La notion de collaboration — médiatique et gouvernementale — apparaît comme une piste de solution efficace contre la désinformation et les menaces étrangères sur le processus électoral.
Photo: Jacques Nadeau Le Devoir La notion de collaboration — médiatique et gouvernementale — apparaît comme une piste de solution efficace contre la désinformation et les menaces étrangères sur le processus électoral.

À quelques mois des élections fédérales au Canada, la notion de collaboration — médiatique et gouvernementale — apparaît comme une piste de solution efficace contre la désinformation et les menaces étrangères sur le processus électoral. C’est ce qui est ressorti d’une discussion tenue jeudi soir entre un représentant de l’Agence France-Presse et le patron d’Élections Canada.

Dans le cadre d’une causerie de la Fondation pour le journalisme canadien, Grégoire Lemarchand, rédacteur en chef adjoint et directeur des réseaux sociaux à l’Agence France-Presse, est venu expliquer l’expérience française CrossCheck, qui a rassemblé 37 médias de l’Hexagone pour faire de la vérification des faits pendant les onze semaines précédant la dernière présidentielle française.

Cette coalition, menée avec l’appui des gros joueurs Google et Facebook, a livré un total de 67 articles qui déboulonnaient des mythes qui circulaient dans les différentes sphères médiatiques. « Mais ce n’était absolument pas naturel de travailler ensemble », confie d’emblée M. Lemarchand, les différents joueurs étant habitués à être en compétition au jour le jour.

Mais l’union a fait la force, en quelque sorte, selon ce patron de l’agence de presse, qui en tant qu’entité assez neutre a « fait office de rédacteur en chef » de CrossCheck. « Chacun apportait son expertise. Nous, on est forts en décryptage d’images, d’autres étaient plus forts dans les discours politiques. Chacun a apporté sa pierre. Et ce qui est intéressant, c’est que ça a prouvé qu’on pouvait travailler ensemble. On a parlé de “coopétition”. »

Selon M. Lemarchand, la désinformation est quelque chose que les journalistes « se prennent comme un tsunami », et « si on veut gagner des batailles, il faut y aller de manière unie. On était souvent des entreprises privées, mais il y avait la sensation de faire oeuvre de service public ».

Au coeur du travail de CrossCheck se sont retrouvées beaucoup de désinformations autour d’Emmanuel Macron.

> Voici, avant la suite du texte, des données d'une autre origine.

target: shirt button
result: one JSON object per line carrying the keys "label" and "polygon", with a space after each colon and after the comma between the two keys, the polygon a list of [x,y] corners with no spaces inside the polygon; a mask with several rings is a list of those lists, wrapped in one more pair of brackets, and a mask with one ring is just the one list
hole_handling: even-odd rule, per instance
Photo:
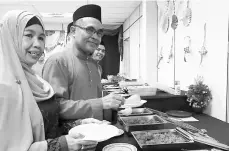
{"label": "shirt button", "polygon": [[16,80],[15,81],[17,84],[21,84],[21,81],[20,80]]}

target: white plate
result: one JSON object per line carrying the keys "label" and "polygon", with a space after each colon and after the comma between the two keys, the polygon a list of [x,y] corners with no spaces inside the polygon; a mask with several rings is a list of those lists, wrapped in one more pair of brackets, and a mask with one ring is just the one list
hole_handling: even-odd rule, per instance
{"label": "white plate", "polygon": [[146,102],[147,102],[146,100],[141,100],[139,103],[124,104],[124,105],[120,106],[120,108],[140,107],[143,104],[145,104]]}
{"label": "white plate", "polygon": [[127,143],[113,143],[105,146],[103,151],[137,151],[137,148]]}
{"label": "white plate", "polygon": [[113,86],[113,85],[108,85],[108,86],[104,86],[106,89],[120,89],[119,86]]}
{"label": "white plate", "polygon": [[80,133],[85,136],[82,140],[93,140],[97,142],[102,142],[123,134],[117,127],[107,124],[83,124],[73,127],[68,133],[69,135]]}

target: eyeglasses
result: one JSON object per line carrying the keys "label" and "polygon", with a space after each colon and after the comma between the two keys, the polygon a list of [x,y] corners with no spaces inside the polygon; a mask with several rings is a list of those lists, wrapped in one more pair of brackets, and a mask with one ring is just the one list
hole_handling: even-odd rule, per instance
{"label": "eyeglasses", "polygon": [[97,48],[98,51],[101,51],[102,53],[105,53],[105,49],[100,49],[100,48]]}
{"label": "eyeglasses", "polygon": [[86,27],[86,28],[78,26],[78,25],[73,25],[73,26],[84,29],[89,35],[93,35],[96,33],[98,35],[98,37],[100,37],[100,38],[103,37],[103,35],[104,35],[103,29],[96,30],[94,27],[91,27],[91,26]]}

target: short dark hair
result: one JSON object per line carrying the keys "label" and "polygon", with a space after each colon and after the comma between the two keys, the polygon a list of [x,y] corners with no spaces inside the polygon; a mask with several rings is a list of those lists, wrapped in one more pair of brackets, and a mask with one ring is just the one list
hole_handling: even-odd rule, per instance
{"label": "short dark hair", "polygon": [[73,22],[80,18],[93,17],[101,21],[101,7],[95,4],[83,5],[73,13]]}

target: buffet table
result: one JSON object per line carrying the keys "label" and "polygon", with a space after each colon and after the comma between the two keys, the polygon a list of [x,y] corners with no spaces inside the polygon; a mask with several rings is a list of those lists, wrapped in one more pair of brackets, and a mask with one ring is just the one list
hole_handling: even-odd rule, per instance
{"label": "buffet table", "polygon": [[[222,122],[216,118],[213,118],[211,116],[205,115],[205,114],[196,114],[193,117],[198,119],[198,122],[188,122],[189,124],[199,128],[199,129],[206,129],[208,132],[208,135],[217,139],[221,143],[229,145],[229,124]],[[122,125],[118,122],[115,124],[118,128],[123,129]],[[97,147],[96,151],[102,151],[103,147],[106,145],[112,144],[112,143],[129,143],[137,147],[139,151],[141,151],[140,147],[138,146],[137,142],[132,136],[129,136],[127,133],[124,133],[121,136],[116,136],[114,138],[111,138],[107,141],[100,142]],[[205,146],[197,146],[193,145],[191,147],[192,149],[200,149],[205,148]]]}
{"label": "buffet table", "polygon": [[[187,97],[185,95],[171,95],[162,91],[158,91],[155,96],[147,96],[141,97],[144,100],[147,100],[147,103],[144,104],[143,107],[148,107],[160,111],[168,111],[168,110],[185,110],[191,112],[191,108],[186,101]],[[229,124],[223,121],[220,121],[216,118],[208,116],[206,114],[195,114],[193,113],[193,117],[198,119],[196,122],[187,122],[188,124],[198,128],[198,129],[206,129],[207,134],[221,143],[229,145]],[[123,126],[117,122],[115,124],[120,129],[123,129]],[[175,128],[175,126],[174,126]],[[121,136],[116,136],[109,140],[98,143],[96,151],[102,151],[103,147],[112,143],[129,143],[137,147],[139,151],[141,148],[135,141],[135,139],[128,135],[126,132]],[[188,149],[203,149],[209,148],[206,145],[192,144]],[[186,150],[186,149],[184,149]]]}

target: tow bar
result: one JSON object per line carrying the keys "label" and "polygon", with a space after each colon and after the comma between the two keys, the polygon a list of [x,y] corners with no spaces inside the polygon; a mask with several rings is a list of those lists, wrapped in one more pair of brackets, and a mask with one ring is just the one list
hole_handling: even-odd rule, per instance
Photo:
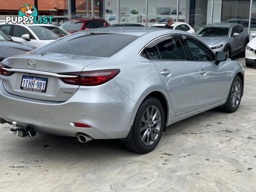
{"label": "tow bar", "polygon": [[31,137],[35,136],[36,134],[36,132],[32,130],[31,128],[17,126],[18,123],[16,121],[12,122],[12,127],[10,130],[13,132],[14,134],[16,134],[18,131],[18,136],[19,137],[25,137],[28,136],[28,137]]}

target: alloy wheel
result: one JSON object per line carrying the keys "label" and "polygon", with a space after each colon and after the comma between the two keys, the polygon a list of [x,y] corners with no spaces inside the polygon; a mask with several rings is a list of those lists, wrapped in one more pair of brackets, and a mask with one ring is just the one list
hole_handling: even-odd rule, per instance
{"label": "alloy wheel", "polygon": [[159,109],[154,105],[149,106],[144,112],[140,129],[140,138],[144,144],[151,145],[157,139],[161,129],[161,117]]}
{"label": "alloy wheel", "polygon": [[240,82],[236,81],[233,85],[231,92],[231,104],[234,108],[237,106],[240,102],[241,90]]}

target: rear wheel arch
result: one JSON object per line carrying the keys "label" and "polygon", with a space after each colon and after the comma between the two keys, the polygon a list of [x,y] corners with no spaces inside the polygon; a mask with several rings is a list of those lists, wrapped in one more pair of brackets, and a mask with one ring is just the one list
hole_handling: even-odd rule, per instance
{"label": "rear wheel arch", "polygon": [[[241,72],[238,72],[236,74],[236,75],[234,76],[234,77],[235,77],[236,76],[236,75],[239,76],[240,78],[240,79],[241,79],[241,81],[242,81],[242,85],[243,86],[243,88],[244,87],[244,75]],[[234,78],[233,78],[233,79],[234,79]],[[244,94],[243,89],[242,89],[242,96],[243,94]]]}
{"label": "rear wheel arch", "polygon": [[144,99],[145,100],[149,97],[154,97],[158,99],[161,102],[162,106],[164,108],[164,125],[166,126],[168,121],[168,116],[169,114],[169,105],[167,100],[164,94],[161,92],[156,91],[152,92],[148,94]]}

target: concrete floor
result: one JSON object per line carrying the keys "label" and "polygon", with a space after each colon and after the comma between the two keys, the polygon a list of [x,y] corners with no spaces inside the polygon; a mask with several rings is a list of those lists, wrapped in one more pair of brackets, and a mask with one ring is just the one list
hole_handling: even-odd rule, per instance
{"label": "concrete floor", "polygon": [[22,138],[2,125],[0,191],[255,191],[256,68],[246,73],[236,112],[215,109],[172,125],[148,154],[118,140]]}

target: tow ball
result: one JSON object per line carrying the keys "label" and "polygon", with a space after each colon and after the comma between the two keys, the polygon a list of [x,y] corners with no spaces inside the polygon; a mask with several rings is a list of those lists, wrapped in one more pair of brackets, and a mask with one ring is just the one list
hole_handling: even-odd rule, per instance
{"label": "tow ball", "polygon": [[19,137],[25,137],[28,136],[28,137],[31,137],[36,135],[36,132],[32,130],[32,129],[28,127],[22,127],[17,126],[18,123],[16,121],[14,121],[12,124],[12,127],[10,130],[13,132],[13,134],[16,134],[18,131],[18,136]]}

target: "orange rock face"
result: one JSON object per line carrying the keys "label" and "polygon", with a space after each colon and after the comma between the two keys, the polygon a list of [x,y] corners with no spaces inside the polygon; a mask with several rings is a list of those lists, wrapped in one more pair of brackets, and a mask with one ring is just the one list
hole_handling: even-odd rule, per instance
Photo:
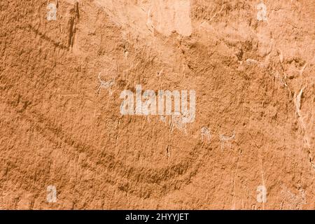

Ce qui pouvait donner aux membres de la coalition « l’impression qu’on travaillait pour lui ». Et au Canada, croit M. Lemarchand, il y aura certainement cette même impression avec Justin Trudeau.

Cette idée de collaboration a aussi fait son chemin chez Élections Canada, a raconté Stéphane Perreault, directeur général des élections. « Il n’y a pas une seule entité qui peut répondre à cette problématique » de la désinformation.

« C’est en train de se formuler, ça reflète une vision saine, qu’une élection, ça demande une vision collective, croit M. Perrault. Ce n’est pas juste Élections Canada ou les médias, c’est tout le monde. »

Si son mandat se résume beaucoup à la qualité du processus électoral et non pas aux contenus sur les réseaux sociaux, M. Perrault a expliqué qu’Élections Canada et un comité de cinq hauts fonctionnaires travaillent ensemble à établir certains scénarios et trouver les meilleures actions à mettre en oeuvre pour protéger l’intégrité de l’élection du mois d’octobre.

« Des échanges d’informations [se font] entre les gens des agences de sécurité, Élections Canada et les agences de renseignement. »

M. Perrault avoue que l’élection canadienne se produit après d’autres scrutins controversés dans le monde, comme le Brexit et l’élection de Trump, et que le Canada « a les moyens d’assurer la résilience du système. Mais ce serait naïf de ne pas s’en occuper ».